Муза для чудовища - стр. 3
От грустных мыслей меня отвлёк внезапно оживший внутренний телефон. Звонили с проходной.
– Вертихвостка, к тебе автор.
– Если по любви, скажите, что приём текстов окончен.
– ПонЯл. – Генрих Петрович был милейшим стариком, этакий благородный динозавр, смесь мушкетёра с гардемарином, если б он был лет на девяносто моложе, я б его обязательно на себе женила. Хотя бы для того, чтобы научить правильно ставить ударения в словах. Впрочем, как я и сказала, наш вахтёр был потрясным стариканом, единственным в моей жизни человеком, чьё произношение я не стремилась исправить. – Молодой человек, вы по любви? Любовь закончилась, идите домой.
«Вот так вот и разбиваются мечты», – усмехнулась я и вернулась к работе.
«Я влюблён, а ты любима.
Как хотел бы я, чтоб ты
Мне призналася в любви.
Бедам всем придёт конец –
И пойдём мы под венец».(прим. автора: найдено в Интернете)
После этого стихотворения я сняла красную отметку со стишка, в котором два раза встречается слово «вечный», и поняла, что, кажется, никакой Италии не будет.
Пятьдесят? Стасик сказал, пятьдесят текстов? Где я их возьму, если за целый час работы я не выбрала ни одного. Ну, может быть, один. Предварительно. С большой натяжкой.
«Ты люби и будь любима
в День Святого Валентина!» (прим. автора: найдено в Интернете)
Галка ругает меня перфекционисткой. Наверное, она права.

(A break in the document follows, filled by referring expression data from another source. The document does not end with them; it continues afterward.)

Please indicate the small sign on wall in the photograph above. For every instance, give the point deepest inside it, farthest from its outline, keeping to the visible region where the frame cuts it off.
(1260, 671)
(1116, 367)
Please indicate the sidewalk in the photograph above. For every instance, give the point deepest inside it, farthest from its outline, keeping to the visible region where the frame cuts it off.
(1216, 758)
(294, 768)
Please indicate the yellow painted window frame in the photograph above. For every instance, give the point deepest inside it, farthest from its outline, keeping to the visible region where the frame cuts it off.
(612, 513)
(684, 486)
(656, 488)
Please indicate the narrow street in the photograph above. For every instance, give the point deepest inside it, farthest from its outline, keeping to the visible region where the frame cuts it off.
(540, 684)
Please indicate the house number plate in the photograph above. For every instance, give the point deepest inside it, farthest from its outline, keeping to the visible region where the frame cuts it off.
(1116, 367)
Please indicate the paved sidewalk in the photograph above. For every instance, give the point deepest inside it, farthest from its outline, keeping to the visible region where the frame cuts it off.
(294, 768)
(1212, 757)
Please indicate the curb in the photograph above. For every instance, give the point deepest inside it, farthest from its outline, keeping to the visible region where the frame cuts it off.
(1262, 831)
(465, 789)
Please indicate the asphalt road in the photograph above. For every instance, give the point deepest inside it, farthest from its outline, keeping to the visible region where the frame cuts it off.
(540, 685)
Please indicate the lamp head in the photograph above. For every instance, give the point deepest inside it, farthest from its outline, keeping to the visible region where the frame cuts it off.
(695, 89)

Я немножко порефлексировала перед тем, как вчитаться в следующую валентинку, но тут дверь моего кабинета скрипнула, и на пороге показался Макс Глебов.
Не знаю, можно ли было считать нас друзьями, Галка говорит, что нет, что я не знаю, что такое настоящая дружба, что для меня важнее идеальный стихотворный размер, вовремя помытая кружка и отсутствие пятен на рабочем мониторе, а друзья, любовники и подруги – это лишь раздражающие пятна, уродующие мой идеальный в своей чувственной стерильности мир.
Да, несмотря на свою любовь к бездарным стихам и приторным любовным романам, Галка всё-таки работала в одном из самых престижных издательских домов в стране, а «ИД Империя» бездарностей не держал.
Но я не об этом, я о Максе Глебове. Познакомились мы с ним в первом классе, и с тех пор почти не расставались. Даже сидели за одной партой. А когда я, разрушив все каноны и ожидания учителей и родных, решила поступать не на филфак, а в Радиотехнический институт, Макс скрипнул зубами, нашел дорогущего и жутко талантливого репетитора по алгебре, и мы поступили. Правда, уже к концу третьего курса я поняла, что на филфак я не пошла исключительно из чувства противоречия и природной вредности, но, во-первых, гордость, а во-вторых, принцип. Поэтому свой красный диплом я всё-таки выстрадала, как и Макс, между прочим.